この軽量プロセス・システムでは、FIFO (First In First Out,FCFS (First come first serveともいう) スケジューリングを行っている。このことを、この mp-wakeup-.c と課題11 の mp-create.c の動きの違いから説明しなさない。以下に mp-wakeup.c を示す。

    int
    main(int ac,char *av[])
    {
	    pthread_attr_init(&attr_main);
	    attr_main.schedparam.sched_priority = 100;
	    pthread_create(&thread_main, &attr_main, &main_0, NULL);
	    pthread_join(thread_main, NULL);
    }

ここではpthread_create()の時に属性としてpriorityを指定している。このように直接構造体を指定する方法は若干ポータビリティが低い。
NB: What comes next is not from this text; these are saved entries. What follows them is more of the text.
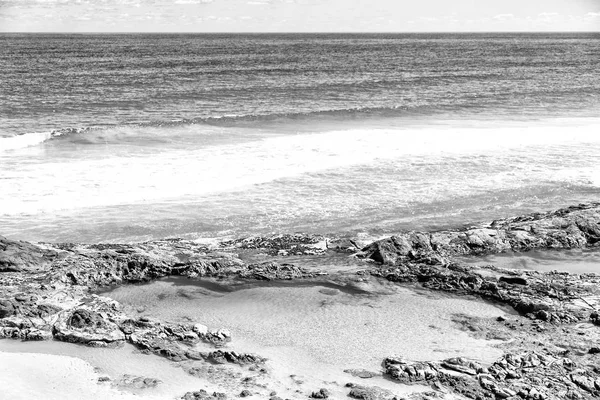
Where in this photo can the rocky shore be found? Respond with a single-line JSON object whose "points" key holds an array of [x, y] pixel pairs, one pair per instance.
{"points": [[49, 291]]}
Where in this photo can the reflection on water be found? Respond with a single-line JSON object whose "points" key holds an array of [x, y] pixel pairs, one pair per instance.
{"points": [[320, 324]]}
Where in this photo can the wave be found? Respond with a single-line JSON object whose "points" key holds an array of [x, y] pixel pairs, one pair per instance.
{"points": [[278, 121], [36, 138], [93, 135]]}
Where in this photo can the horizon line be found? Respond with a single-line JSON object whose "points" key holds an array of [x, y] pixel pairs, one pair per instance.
{"points": [[283, 33]]}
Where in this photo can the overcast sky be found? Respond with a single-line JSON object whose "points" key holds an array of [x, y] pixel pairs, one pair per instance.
{"points": [[298, 15]]}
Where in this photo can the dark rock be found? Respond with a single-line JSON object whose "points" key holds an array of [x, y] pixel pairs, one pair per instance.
{"points": [[594, 350], [137, 382], [7, 308], [204, 395], [370, 393], [361, 373], [321, 394], [513, 280]]}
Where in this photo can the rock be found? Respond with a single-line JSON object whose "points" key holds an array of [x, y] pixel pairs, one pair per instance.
{"points": [[7, 308], [370, 393], [513, 280], [203, 395], [321, 394], [594, 350], [86, 326], [361, 373], [18, 256], [137, 382]]}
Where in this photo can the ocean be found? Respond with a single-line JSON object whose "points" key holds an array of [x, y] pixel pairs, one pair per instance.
{"points": [[205, 136]]}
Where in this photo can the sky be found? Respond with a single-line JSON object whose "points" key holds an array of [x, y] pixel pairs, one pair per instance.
{"points": [[298, 15]]}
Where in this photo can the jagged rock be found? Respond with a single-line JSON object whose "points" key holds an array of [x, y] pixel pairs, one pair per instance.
{"points": [[137, 382], [361, 373], [86, 326], [17, 256], [204, 395], [46, 289], [7, 308], [320, 394], [369, 393], [222, 357]]}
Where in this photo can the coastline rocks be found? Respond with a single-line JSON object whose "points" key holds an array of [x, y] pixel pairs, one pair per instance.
{"points": [[568, 228], [137, 382], [282, 245], [529, 375], [87, 326], [46, 291], [18, 256], [204, 395]]}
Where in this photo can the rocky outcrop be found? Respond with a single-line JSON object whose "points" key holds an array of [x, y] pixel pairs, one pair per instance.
{"points": [[568, 228], [529, 375], [47, 292], [17, 256]]}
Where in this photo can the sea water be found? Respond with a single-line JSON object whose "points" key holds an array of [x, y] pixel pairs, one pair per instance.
{"points": [[213, 136], [107, 138]]}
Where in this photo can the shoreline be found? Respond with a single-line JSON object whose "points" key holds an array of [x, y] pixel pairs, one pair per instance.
{"points": [[48, 293]]}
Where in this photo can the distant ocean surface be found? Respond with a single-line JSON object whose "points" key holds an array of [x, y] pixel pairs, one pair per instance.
{"points": [[139, 137]]}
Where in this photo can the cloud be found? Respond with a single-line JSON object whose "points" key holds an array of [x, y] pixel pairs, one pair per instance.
{"points": [[503, 17], [193, 1]]}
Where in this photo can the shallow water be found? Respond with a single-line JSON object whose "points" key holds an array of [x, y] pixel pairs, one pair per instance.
{"points": [[114, 363], [320, 330]]}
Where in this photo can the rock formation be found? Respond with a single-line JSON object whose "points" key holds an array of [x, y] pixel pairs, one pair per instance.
{"points": [[50, 291]]}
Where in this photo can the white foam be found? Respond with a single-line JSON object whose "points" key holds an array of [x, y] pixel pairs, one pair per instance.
{"points": [[160, 173]]}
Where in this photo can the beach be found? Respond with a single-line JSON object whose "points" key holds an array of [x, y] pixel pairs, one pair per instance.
{"points": [[437, 327], [292, 216]]}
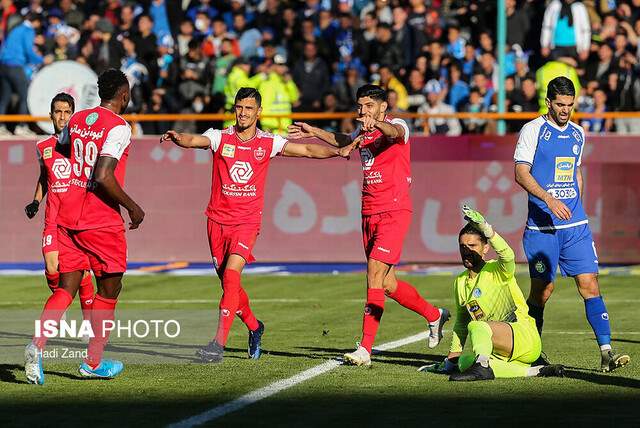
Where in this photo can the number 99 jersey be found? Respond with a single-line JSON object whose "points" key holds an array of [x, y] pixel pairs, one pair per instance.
{"points": [[92, 133]]}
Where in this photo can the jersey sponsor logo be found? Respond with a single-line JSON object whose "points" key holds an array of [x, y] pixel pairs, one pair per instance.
{"points": [[91, 119], [373, 177], [241, 172], [475, 310], [259, 153], [234, 190], [61, 168], [566, 193], [564, 169], [228, 150], [367, 159]]}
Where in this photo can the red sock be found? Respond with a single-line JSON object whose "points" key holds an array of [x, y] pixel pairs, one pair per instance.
{"points": [[102, 310], [372, 314], [55, 306], [408, 296], [244, 311], [86, 297], [228, 304], [52, 280]]}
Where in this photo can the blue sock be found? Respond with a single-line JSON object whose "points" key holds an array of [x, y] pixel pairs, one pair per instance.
{"points": [[599, 319]]}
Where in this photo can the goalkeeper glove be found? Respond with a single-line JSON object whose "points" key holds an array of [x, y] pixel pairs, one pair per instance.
{"points": [[477, 220], [32, 209], [447, 366]]}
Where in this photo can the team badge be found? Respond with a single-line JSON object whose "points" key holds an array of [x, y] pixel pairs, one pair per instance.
{"points": [[228, 150], [259, 153], [91, 119]]}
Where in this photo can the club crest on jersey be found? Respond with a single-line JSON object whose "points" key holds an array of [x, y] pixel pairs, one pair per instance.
{"points": [[259, 153], [367, 158], [228, 150], [91, 119], [564, 169]]}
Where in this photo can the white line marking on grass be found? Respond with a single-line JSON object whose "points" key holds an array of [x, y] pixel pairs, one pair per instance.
{"points": [[281, 385]]}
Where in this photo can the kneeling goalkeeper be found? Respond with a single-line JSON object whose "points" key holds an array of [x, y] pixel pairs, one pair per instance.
{"points": [[491, 312]]}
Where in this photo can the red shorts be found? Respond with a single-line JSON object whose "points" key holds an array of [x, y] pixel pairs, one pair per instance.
{"points": [[383, 235], [49, 238], [225, 240], [103, 250]]}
このpriority を変更することによってFIFOスケジューリングを変更することができる。

    void *
    main_0(void *arg)
    {
	    fprintf(stderr,"creating process_A() ...\n");
	    /* 軽量プロセスの生成 */
	    pthread_attr_init(&attr_a);
	    attr_a.schedparam.sched_priority = 10;
	    pthread_create(&thread_a, &attr_a, &process_A, arg_a);
	    fprintf(stderr,"done.\n");
	    fprintf(stderr,"creating process_B() ...\n");
	    /* 軽量プロセスの生成 */
	    pthread_attr_init(&attr_b);
	    attr_b.schedparam.sched_priority = 20;
	    pthread_create(&thread_b, &attr_b, &process_B, arg_b);
	    fprintf(stderr,"done.\n");
	    fprintf(stderr,"creating process_C() ...\n");
	    /* 軽量プロセスの生成 */
	    pthread_attr_init(&attr_c);
	    attr_c.schedparam.sched_priority = 30;
	    pthread_create(&thread_c, &attr_c, &process_C, arg_c);
	    fprintf(stderr,"done.\n");

このpriorityを変更して実行がどのようになるかを観察せよ。